2. First Court Date1st Court Date
At the ﬁrst court date, which will usually occur about 6 to 12 weeks after the initial ﬁling, the Family Court will make
procedural orders about how the matter is to proceed and what steps are to be taken by the parties.
3. Interim Hearing
If the parties are seeking interim orders, the court may set the matter down at a speciﬁc time and date for an interim hearing.
At an interim hearing the judge will read the Aﬃdavits ﬁled by the parties and their witnesses and will then hear short oral
submissions from the parties (if they are self-represented) or the parties' lawyers about what orders should be made based
on the evidence set out in the Aﬃdavits and the law which is set out in the Family Law Act (1975).
The judge will then make a decision. The parties and their witnesses do not give any oral evidence at this stage, therefore, the
court is unable to make any determinations about who is or is not telling the truth.
4. Conciliation Conference
In property matters, the parties may be directed to participate in a Conciliation Conference.
A Conciliation Conference is in eﬀect a mediation, and is an opportunity for the parties to negotiate and try to reach a ﬁnal
agreement or to narrow the issues in dispute with the assistance of their lawyers and a court appointed Registrar or mediator.

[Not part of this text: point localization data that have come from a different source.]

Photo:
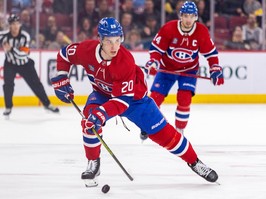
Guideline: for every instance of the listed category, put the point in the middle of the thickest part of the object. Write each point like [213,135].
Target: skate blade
[6,117]
[90,182]
[217,183]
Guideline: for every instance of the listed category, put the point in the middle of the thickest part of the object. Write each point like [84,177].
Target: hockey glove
[96,120]
[151,67]
[216,73]
[62,87]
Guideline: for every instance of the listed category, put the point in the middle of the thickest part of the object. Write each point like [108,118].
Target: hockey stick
[180,73]
[101,140]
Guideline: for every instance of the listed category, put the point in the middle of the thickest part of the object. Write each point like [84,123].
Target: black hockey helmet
[13,18]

When parties are able to reach a ﬁnal agreement at this stage, they can enter into Consent Orders that (once made by the court)

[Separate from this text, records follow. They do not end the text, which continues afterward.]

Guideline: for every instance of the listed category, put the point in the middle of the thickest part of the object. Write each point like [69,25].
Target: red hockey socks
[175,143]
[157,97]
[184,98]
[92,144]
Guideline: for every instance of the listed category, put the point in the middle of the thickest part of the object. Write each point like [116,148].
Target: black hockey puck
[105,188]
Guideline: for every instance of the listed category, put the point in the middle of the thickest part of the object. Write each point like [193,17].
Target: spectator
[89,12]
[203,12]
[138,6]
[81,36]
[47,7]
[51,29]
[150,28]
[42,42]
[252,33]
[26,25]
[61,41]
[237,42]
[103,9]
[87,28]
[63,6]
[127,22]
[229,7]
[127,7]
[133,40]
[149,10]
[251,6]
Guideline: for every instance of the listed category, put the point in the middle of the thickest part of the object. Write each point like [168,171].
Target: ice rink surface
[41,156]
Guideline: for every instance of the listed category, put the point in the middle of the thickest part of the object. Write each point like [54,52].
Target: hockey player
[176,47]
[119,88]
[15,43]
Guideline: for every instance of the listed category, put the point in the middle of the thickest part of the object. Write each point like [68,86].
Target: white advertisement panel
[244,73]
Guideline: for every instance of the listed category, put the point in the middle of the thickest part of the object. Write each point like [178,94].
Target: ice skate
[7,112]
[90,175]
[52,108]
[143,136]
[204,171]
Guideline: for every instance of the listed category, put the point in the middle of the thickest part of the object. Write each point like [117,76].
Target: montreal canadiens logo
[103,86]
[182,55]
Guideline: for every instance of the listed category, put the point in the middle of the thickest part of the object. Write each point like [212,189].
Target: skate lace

ﬁnalise their matter. For parties who are unable to reach an agreement, the Court will make further procedural directions, again
including the dates by which certain steps in the proceedings are to be completed.
Throughout the process, prior to the ﬁnal hearing, there will be an exchange of ﬁnancial documents, expert's reports (especially
if there are disputes over property values), correspondence with the other side and perhaps further attempts at mediation or a
5. Child Dispute Conferences
In parenting matters, the parties are usually directed to participate in a Child Dispute Conference where they meet with a court
appointed Family Consultant to discuss the issues in dispute and to try to reach an agreement. In some circumstances children
may also participate in this process. At the conclusion of this conference the Family Consultant prepares a short report for the
judge which summarizes the issues in dispute, and makes recommendations about how the matter should proceed.
For example, a Family Consultant may recommend that an Independent Children's Lawyer be appointed, which is a solicitor that
represents the child.
6. Family Report and/or Expert Report
In parenting matters, before a matter proceeds to a ﬁnal hearing it is necessary for both parties and the children to be
interviewed by a court appointed Family Consultant or an external Psychiatrist who then prepares a detailed report that is
released to the parties, their lawyers and the judge. This report will make recommendations about what ﬁnal orders the
judge should make.
7. Final Hearing
Where parties are still unable to reach an agreement, their matter will be set down at a particular date and time for a ﬁnal
hearing. A ﬁnal hearing often runs for one, two or three days. Prior to the ﬁnal hearing, each party and their witnesses will
set out their evidence in a sworn Aﬃdavit, which will be read by the judge and both parties prior to the hearing.
At the ﬁnal hearing they will also be required to give oral evidence in court. The other party's legal representative will also
have an opportunity to ask them questions about their evidence, which is called cross-examination. Any experts, such as
Family Consultants or Psychiatrists may also be required to give oral evidence in court.
After the evidence is heard by the judge, both parties (if they are self-represented) or their lawyers will be able to make oral
arguments about why the judge should make the orders sought by them based on the evidence and the law. At the end of
the hearing the judge will not make a decision straight away. Instead the judge will ask the parties to return at a later date to
hear their decision.
8. Final Hearing
Within about three months of the end of the trial, the judge will hand down a decision and supporting explanation. Parties
will be informed of the date for delivery of the decision and are required to attend at Court on that date.